Sur le long terme, il y a incontestablement un mouvement de réduction des inégalités économiques, notamment du fait baisse du patrimoine. La déconcentration du patrimoine de 1945 à1970 est liée à 4 facteurs principaux (travaux de Thomas Piketty) : la destruction physique du capital lors des deux guerres mondiales; l’instauration d’une fiscalité plus progressive; l’instauration d’une taxation des successions; une forte croissance économique favorable à la réduction des inégalités et à l’accession à la propriété des classes moyennes. Par ailleurs, il y a eu une forte augmentation du niveau de vie moyen sur la période (ce qui ne veut pas forcément dire baisse des inégalités).

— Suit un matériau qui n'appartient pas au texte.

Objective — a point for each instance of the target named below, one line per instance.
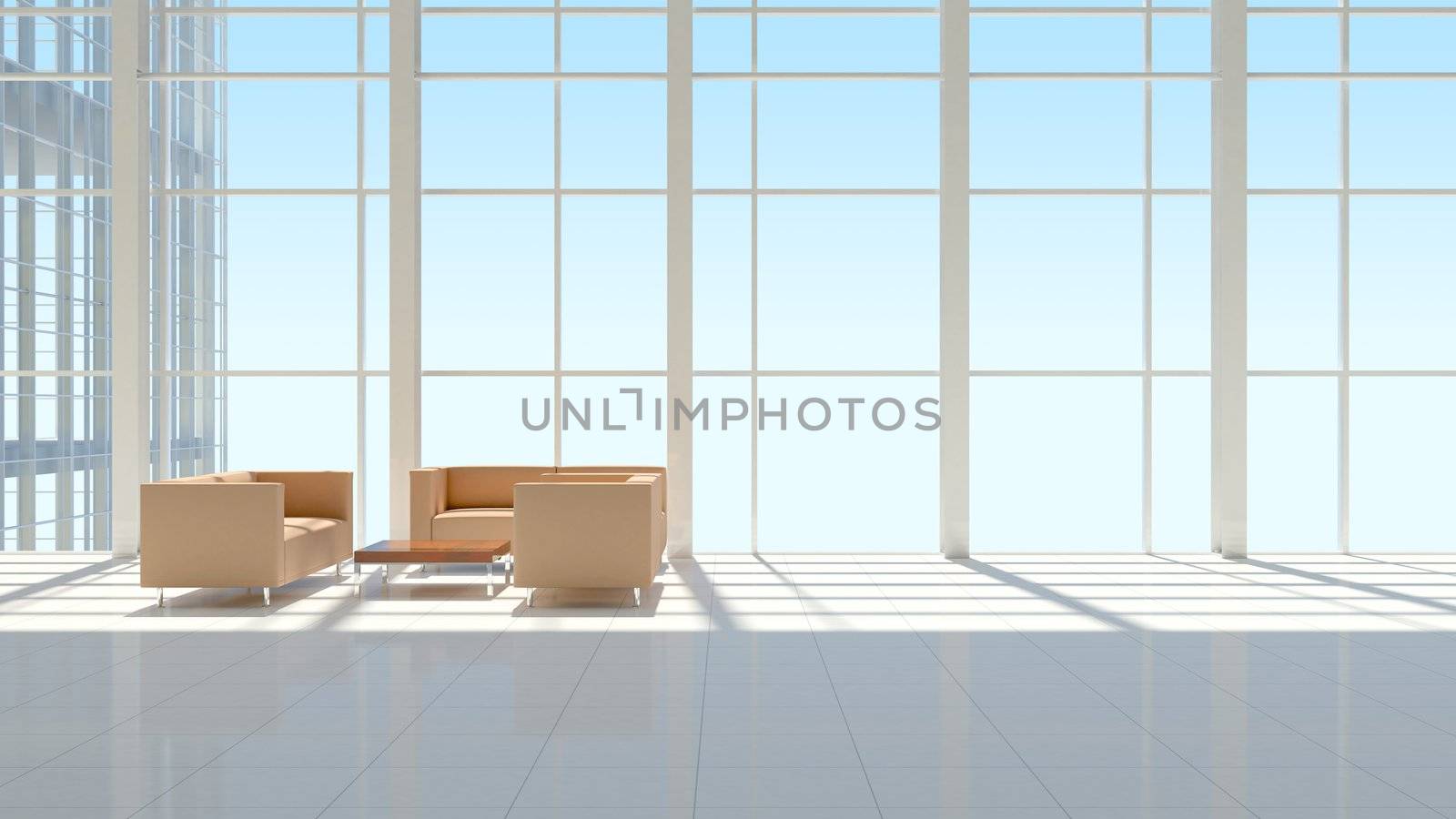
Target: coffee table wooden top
(433, 551)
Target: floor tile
(87, 787)
(1094, 751)
(433, 787)
(784, 787)
(608, 787)
(775, 751)
(1133, 787)
(958, 787)
(462, 751)
(1308, 787)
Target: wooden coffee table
(388, 552)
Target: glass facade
(56, 244)
(817, 208)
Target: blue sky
(854, 281)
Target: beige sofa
(589, 531)
(245, 530)
(480, 503)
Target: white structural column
(681, 271)
(130, 366)
(404, 258)
(1230, 387)
(956, 256)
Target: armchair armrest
(427, 499)
(211, 533)
(315, 494)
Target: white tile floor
(807, 687)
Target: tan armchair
(477, 503)
(589, 531)
(245, 530)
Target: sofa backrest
(633, 470)
(487, 487)
(494, 487)
(235, 477)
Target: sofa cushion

Néanmoins, de 1984 au milieu des années 2000, on observe un essoufflement très net du processus de réduction des inégalités économiques : le rapport interdéciles D1/D9 continue de diminuer mais à un rythme plus faible. Depuis 2008, on constate une hausse des inégalités de niveau de vie lié à l’augmentation de la richesse des 10% les plus riches, deux causes :

  1. Forte hausse des revenus du patrimoine qui représentent une forte part du revenu des 10% les plus riches

  2. Explosion des très hauts revenus salariaux (stock-options, intéressement…)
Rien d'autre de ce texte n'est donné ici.